本屋と図書館
小さい頃、両親に図書館に連れて行ってもらった記憶がある。
古い外観に独特な本の匂いがして、自動ドアが開くととっても静かだった。
そのころの背にしては高い高い本棚がたくさんあって、そこを抜けて子供の絵本や紙芝居コーナーで今回はどれを読もうか、どれが面白いか吟味する時間が楽しかった。その頃から本が好きになったのだと思う。
小学校に上がると、図書館が学校にある。低学年の時は遊ぶことに夢中だったけれども小学3年生で骨折をしてしまったため学校の図書館に通うようになり、読書量は一気に増えた。
小学校6年生の時、クラスの子たちが勝手に階級をつけて遊びに誘うか誘わないかを決め始めた。私は誘われなかった身。私が仲良くしていたお友達は誘われた側なので放課後遊ぶ相手がいなくなった。放課後一人になると、また本を読み始めた。学校の図書館の面白そうな本は読み尽くし、市営の図書館は一人で行ける距離になかったので、本屋に入り浸った。

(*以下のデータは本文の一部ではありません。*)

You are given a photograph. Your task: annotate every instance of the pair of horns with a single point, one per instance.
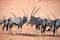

幸いなことに家の近くの本屋は大きく、立ち読みをしてもいいところであったので何時間でもいることができた。気になった本を何冊も手に取って、少し読んで、特に気に入ったものを特別な時にもらえる図書カードで買っていた。小学4年生の頃で星新一を愛読していたので、小学6年生の時には池井戸潤あたりを読んでいた。
大人は本を読むことに喜んでいたが、小さい頃のように純粋に本を楽しむ気持ちで読んでいただけではない。寂しさを隠す道具でもあった。
中学・高校と友達関係も安定し、部活もすると本を読む時間が無くなって、本屋にも図書館にも行く頻度が減った。当時は忙しいからだと思っていたが寂しさがだんだん減っていったからだったと最近思う。
私は今も本が好きだし、今は図書館を設計するような学問を学んでいる。
もう寂しさだけでは図書館にも本屋にも行かない。
純粋に本が好きで本のある空間が好き。
もしいつか自分で建物が建てられるようになったら、寂しさを紛らわすような本の空間を作りたい。